Toyota has long been regarded as the Corolla car company and that’s fair enough. However the brand also made its mark by producing the tough as nuts Landcruiser. Production and release goes back to 1951 with the FJ nameplate coming into being in 1954. It‘s proven to be a solid and dependable vehicle, selling world wide and conquering the harshest environments. In the early 2000s a secret design group commenced work on a new “Rugged Youth Utility” vehicle. Sharing much of the Prado underpinnings, such as the ladder bar chassis, the FJ Cruiser quickly gained popularity after finally being exposed to the public and news broke of its off road capability.

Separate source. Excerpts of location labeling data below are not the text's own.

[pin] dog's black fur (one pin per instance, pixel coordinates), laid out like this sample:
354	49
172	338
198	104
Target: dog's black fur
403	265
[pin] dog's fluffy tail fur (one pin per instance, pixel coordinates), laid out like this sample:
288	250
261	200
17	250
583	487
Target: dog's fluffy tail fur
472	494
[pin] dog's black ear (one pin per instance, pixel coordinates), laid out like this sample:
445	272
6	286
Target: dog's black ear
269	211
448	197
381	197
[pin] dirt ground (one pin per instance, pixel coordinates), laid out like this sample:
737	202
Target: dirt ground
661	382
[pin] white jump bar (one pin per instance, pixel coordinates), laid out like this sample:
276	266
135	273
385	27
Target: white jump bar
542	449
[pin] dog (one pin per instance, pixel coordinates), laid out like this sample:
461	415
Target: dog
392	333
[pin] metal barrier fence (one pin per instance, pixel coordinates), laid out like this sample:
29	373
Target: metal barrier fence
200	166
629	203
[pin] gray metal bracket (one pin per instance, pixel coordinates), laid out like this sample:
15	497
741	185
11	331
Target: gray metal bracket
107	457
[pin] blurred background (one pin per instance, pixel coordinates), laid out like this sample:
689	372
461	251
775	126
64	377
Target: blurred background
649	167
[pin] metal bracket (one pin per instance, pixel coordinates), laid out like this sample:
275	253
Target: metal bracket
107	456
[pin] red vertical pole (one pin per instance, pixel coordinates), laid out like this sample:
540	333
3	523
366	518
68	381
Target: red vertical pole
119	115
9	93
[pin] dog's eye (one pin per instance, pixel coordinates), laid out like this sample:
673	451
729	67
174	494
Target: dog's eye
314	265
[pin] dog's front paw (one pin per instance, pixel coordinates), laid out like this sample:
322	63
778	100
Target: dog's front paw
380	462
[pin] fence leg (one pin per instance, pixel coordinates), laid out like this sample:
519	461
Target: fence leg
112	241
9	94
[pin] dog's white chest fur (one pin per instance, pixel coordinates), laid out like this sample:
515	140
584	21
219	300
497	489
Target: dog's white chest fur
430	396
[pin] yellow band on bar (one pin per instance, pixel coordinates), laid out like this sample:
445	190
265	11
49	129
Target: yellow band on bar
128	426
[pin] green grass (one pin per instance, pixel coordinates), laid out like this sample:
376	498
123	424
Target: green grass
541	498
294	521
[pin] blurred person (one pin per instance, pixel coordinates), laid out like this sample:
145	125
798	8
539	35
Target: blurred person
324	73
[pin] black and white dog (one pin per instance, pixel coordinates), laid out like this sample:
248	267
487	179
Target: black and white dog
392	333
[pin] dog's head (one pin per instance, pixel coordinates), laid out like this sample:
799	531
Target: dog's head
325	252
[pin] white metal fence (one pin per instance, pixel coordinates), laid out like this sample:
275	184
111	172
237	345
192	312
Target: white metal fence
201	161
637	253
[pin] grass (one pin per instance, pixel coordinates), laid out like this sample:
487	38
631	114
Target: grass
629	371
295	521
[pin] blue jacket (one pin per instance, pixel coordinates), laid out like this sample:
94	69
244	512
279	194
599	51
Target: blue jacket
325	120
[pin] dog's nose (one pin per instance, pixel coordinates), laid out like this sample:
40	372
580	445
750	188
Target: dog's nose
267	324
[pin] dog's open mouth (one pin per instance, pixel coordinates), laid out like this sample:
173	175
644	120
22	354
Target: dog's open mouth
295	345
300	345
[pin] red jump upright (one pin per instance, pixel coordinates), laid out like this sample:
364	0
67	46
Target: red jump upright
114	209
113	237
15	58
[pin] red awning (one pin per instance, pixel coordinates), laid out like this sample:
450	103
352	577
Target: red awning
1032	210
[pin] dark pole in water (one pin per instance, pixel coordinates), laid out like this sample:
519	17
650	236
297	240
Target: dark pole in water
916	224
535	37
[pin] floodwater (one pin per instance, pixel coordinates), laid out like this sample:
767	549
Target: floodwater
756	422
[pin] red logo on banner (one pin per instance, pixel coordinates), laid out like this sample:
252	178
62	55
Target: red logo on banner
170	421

A Wheel Thing tested the FJ recently and found that the car’s off road capability is limited by the driver. Fitted with a swag of electronic aids (and, somewhat surprisingly, automatic only) plus a high and low range transfer case, it’s a high tech trekker with a low tech history.
The powerplant is Toyota’s 200 “killerwasps” V6, albeit in four litre guise pushing out the grunt via a five speed automatic, via the front wheels predominantly. A press of a button locks the REAR diff plus there’s a variable speed CRAWL control, allowing the driver to move at a slow but constant velocity across terrain. Backing that up is A-TRC, diverting torque to each corner on demand and adapting to the driven ratio, be it high or low range. Naturally there’s plenty of the normal driver aids such as brake force distribution, ABS, airbags and more. The off road ability is given extra oomph with approach and departure angles of 36 and 31 degrees, ground clearance of 224 mm and a side or break over angle of 29 degrees. The huge tyres, 265/70/17 in size, along with the near 2700mm wheelbase and track of close to 1900mm add their muscle to the Cruiser’s strength.
On the road it’s quiet inside the basically appointed cabin, with tyre roar muted until you push hard into a turn. It’s also a good idea to plan about a few seconds before hand, as the tyres, being a dual purpose setup, aren’t a fan of being told to turn hard on tarmac, protesting audibly. Being a high sidewall height helps absorb bump/thump and provides a smooth compliant ride. Acceleration is leisurely when under way, with peak torque of 380Nm coming in at a surprisingly high 4400rpm. It requires a severe prod of the go pedal to provoke some excitement in changing gears, with the engine and exhaust emitting a somewhat monotone drone. Seating is comfortable, supportive and easily adjustable whilst the dash is simply laid out with black on white dials.
Design wise, the FJ Cruiser is not unexpectedly clever; the cabin has rubber flooring and water repellent coating on the seats inline with its ostensibly off road intentions and there’s interesting extra quirk with the rear suicide doors. Once the main doors are opened, a small lever to the fore of the rear doors opens and swings them back, making access to the rears much easier. The tailgate is a side, not top, swinger and comes with the rear vision camera embedded in the spare wheel cover plus an upward hinging glass window. The front window was fitted with three wipers, keeping the near vertical screen clean but nothing could be done about the distracting reflection from the inside. The exterior is a deliberate harkening back to the original FJ, with the grille and headlights an almost carbon copy, having a nod to history by having the word TOYOTA rather than the corporate badging, whilst having an almost Humvee like squat profile. Packaging is clever; with an overall length of 4670mm it’s not huge yet TARDIS spacious with a massive amount of rear cargo space . Width is 1905mm allowing great shoulder room and a feeling of airiness. The downside of retro is the usage of very cheap looking brushed alloy plastic highlights around the aircon vents, they look and feel terrible. The exterior colour on the test car was a Tic Tac orange, with the colour scheme carried into the cabin. Again, it’s a minimalist look which doesn’t entirely work however it is ergonomic and allows the touchscreen entertainment system/satnav to blend reasonably well into the vertically styled dash. A Wheel Thing is a promoter of driver safety yet abhorred the intrusive voice message from the satnav insisting the driver had exceeded the speed limit, especially when limits had changed dramatically. Another sore point was the GPS losing location occasionally with a clear sky view and not picking up a current location for quite some distance.
The FJ continues the solid off road history that Toyota is famous for and mixes in a lot of electronic smartness to help a less talented bush driver. It’s a fun ride that, for the most part, overcomes a few quirks but definitely adds to the family timeline. Priced from (as of May 2013) $48k plus on roads, it is, in my opinion, an exceptionally well priced buy for the size, room and, more importantly, the proven off road ability Toyota’s 4WD family history has.